Un avvio diesel, poi la crescita impetuosa
L’approccio al match non è stato dei più semplici per il tennista di Carrara. Come da lui stesso ammesso nelle dichiarazioni post-partita, la ricerca del ritmo e delle giuste sensazioni ha richiesto più tempo del previsto. Etcheverry, dal canto suo, è partito con il piede sull’acceleratore, sfoderando un servizio solido e un gioco aggressivo da fondocampo che ha messo in difficoltà Musetti. Il primo parziale è vissuto su un equilibrio sottile, senza che nessuno dei due giocatori riuscisse a strappare il servizio all’avversario. La naturale conclusione è stata un tie-break in cui l’argentino si è dimostrato più lucido e concreto, aggiudicandoselo per 7 punti a 3 e portandosi in vantaggio nel conto dei set.

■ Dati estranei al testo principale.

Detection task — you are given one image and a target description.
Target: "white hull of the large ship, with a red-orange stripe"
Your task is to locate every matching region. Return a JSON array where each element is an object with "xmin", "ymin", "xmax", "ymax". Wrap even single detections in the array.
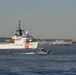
[{"xmin": 0, "ymin": 42, "xmax": 38, "ymax": 49}]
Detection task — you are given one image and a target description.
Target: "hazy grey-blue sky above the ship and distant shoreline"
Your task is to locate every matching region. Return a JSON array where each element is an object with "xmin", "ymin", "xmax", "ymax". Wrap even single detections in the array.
[{"xmin": 0, "ymin": 0, "xmax": 76, "ymax": 39}]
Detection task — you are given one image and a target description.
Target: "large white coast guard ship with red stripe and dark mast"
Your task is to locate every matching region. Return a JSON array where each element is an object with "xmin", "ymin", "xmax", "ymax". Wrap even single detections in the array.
[{"xmin": 0, "ymin": 20, "xmax": 38, "ymax": 49}]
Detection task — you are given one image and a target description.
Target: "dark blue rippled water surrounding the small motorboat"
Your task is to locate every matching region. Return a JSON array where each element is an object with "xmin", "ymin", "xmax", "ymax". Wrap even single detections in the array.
[{"xmin": 0, "ymin": 45, "xmax": 76, "ymax": 75}]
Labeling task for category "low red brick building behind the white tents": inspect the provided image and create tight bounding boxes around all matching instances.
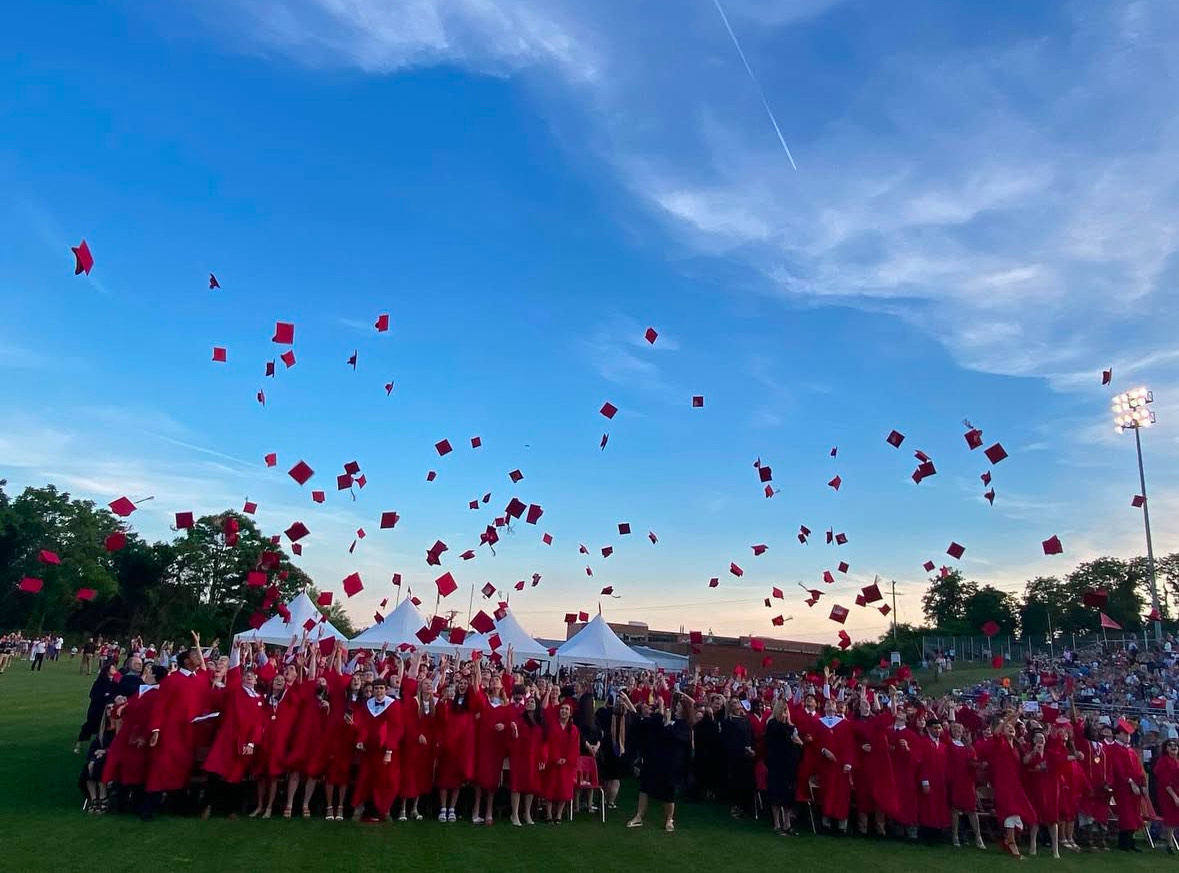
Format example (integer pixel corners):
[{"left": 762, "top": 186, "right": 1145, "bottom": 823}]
[{"left": 565, "top": 622, "right": 823, "bottom": 676}]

“Tomas ha iniziato bene, ha servito molto bene, ho fatto fatica a trovare il ritmo,” ha confessato Musetti a caldo. Ma è proprio nelle difficoltà che emergono i grandi giocatori. Sotto di un set, l’italiano non si è scomposto, anzi, ha elevato drasticamente il livello della sua prestazione. Nel secondo parziale, la musica è cambiata: Musetti ha iniziato a rispondere con maggiore efficacia, a manovrare lo scambio con il suo celebre rovescio a una mano e a trovare profondità con il dritto. L’inerzia della partita si è spostata nettamente dalla sua parte, come testimonia il perentorio 6-2 che ha ristabilito la parità.
Il terzo set: la zampata del campione
Il set decisivo è stato una vera e propria prova di forza mentale e fisica. Entrambi i tennisti hanno lottato punto a punto, consapevoli dell’importanza di ogni singolo scambio. La svolta è arrivata nel momento clou, quando Musetti, facendo leva sulla sua maggiore qualità e sulla fiducia ritrovata, è riuscito a piazzare il break decisivo. Con la freddezza che contraddistingue i top player, ha poi mantenuto il vantaggio fino a chiudere la contesa con il punteggio di 6-4, liberando un urlo di gioia e sollievo.
Una vittoria che vale doppio, non solo per il passaggio del turno, ma anche per come è maturata. Iniziare la stagione con un match così dispendioso, e vincerlo, è un’iniezione di fiducia fondamentale per il prosieguo del torneo e per gli impegni futuri, a partire dall’imminente Australian Open. “Col passar del match ho giocato con più intensità, sono contento della vittoria,” ha aggiunto l’azzurro, visibilmente soddisfatto.
Prossima fermata: i quarti di finale
Archiviata la pratica Etcheverry, il cammino di Musetti a Hong Kong prosegue. Ai quarti di finale, l’italiano se la vedrà con il vincente della sfida tra il giovane talento di casa, il 21enne Coleman Wong, e il canadese Gabriel Diallo. Si tratta di due avversari dal profilo differente: Wong, idolo locale e beneficiario di una wild card, avrà dalla sua il calore del pubblico e la conoscenza del campo. Diallo, giocatore potente e in ascesa, rappresenta un ostacolo altrettanto insidioso. Indipendentemente da chi sarà il suo prossimo avversario, Musetti partirà con i favori del pronostico, forte del suo status di testa di serie numero 1 e di una condizione apparsa in crescendo.
L’azzurro ha infine speso parole di grande apprezzamento per l’accoglienza ricevuta: “A Hong Kong mi trovo bene, mi sento come a casa. Il pubblico mi ha accolto molto bene, l’impianto è anche migliorato. Sono sempre contento di iniziare l’anno qui, spero che sia una lunga settimana”. Una dichiarazione d’amore per un torneo che spera possa lanciarlo verso una stagione da protagonista.